By offloading these tasks from the CPU, Microsoft prevents the system from lagging while the app indexes ten thousand new photos in the background. This is the “invisible” tech that defines the 2026 experience. When you search for “dog” and the app instantly highlights every golden retriever in your library, you aren’t seeing a database query; you’re seeing the result of a local LLM (Large Language Model) parameter scaling specifically tuned for visual recognition.
However, this creates a hardware divide. Users on legacy x86 systems without dedicated AI accelerators will notice a significant performance gap compared to those on the latest ARM-based Copilot+ PCs. The software is the same, but the execution layer is fundamentally different.
The Verdict for Power Users
Is it a replacement for Adobe Lightroom or Capture One? Absolutely not. Those tools are designed for destructive and non-destructive editing at a granular level. Photos is a consumption and organization tool.

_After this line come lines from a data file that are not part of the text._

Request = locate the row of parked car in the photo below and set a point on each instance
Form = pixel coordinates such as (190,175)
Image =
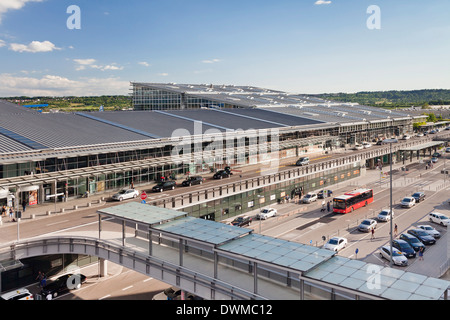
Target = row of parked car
(161,186)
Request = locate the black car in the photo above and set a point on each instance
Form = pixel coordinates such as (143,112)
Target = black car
(192,180)
(404,247)
(167,185)
(241,221)
(222,174)
(63,284)
(413,241)
(424,237)
(419,196)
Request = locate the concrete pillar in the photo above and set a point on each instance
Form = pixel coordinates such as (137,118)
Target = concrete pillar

The value proposition lies in its invisibility. It supports the necessary formats—from the legacy .bmp to the modern .heic—and stays out of the way. The integration of iCloud means the “walled garden” has a few more holes in it, allowing users to move between ecosystems without the friction of manual exports.
For the enterprise user, the focus remains on security and data integrity. The app’s adherence to standard Windows permission sets ensures that image access is gated, preventing unauthorized scripts from scraping the user’s private gallery—a critical necessity in an era of increasingly aggressive telemetry and data harvesting.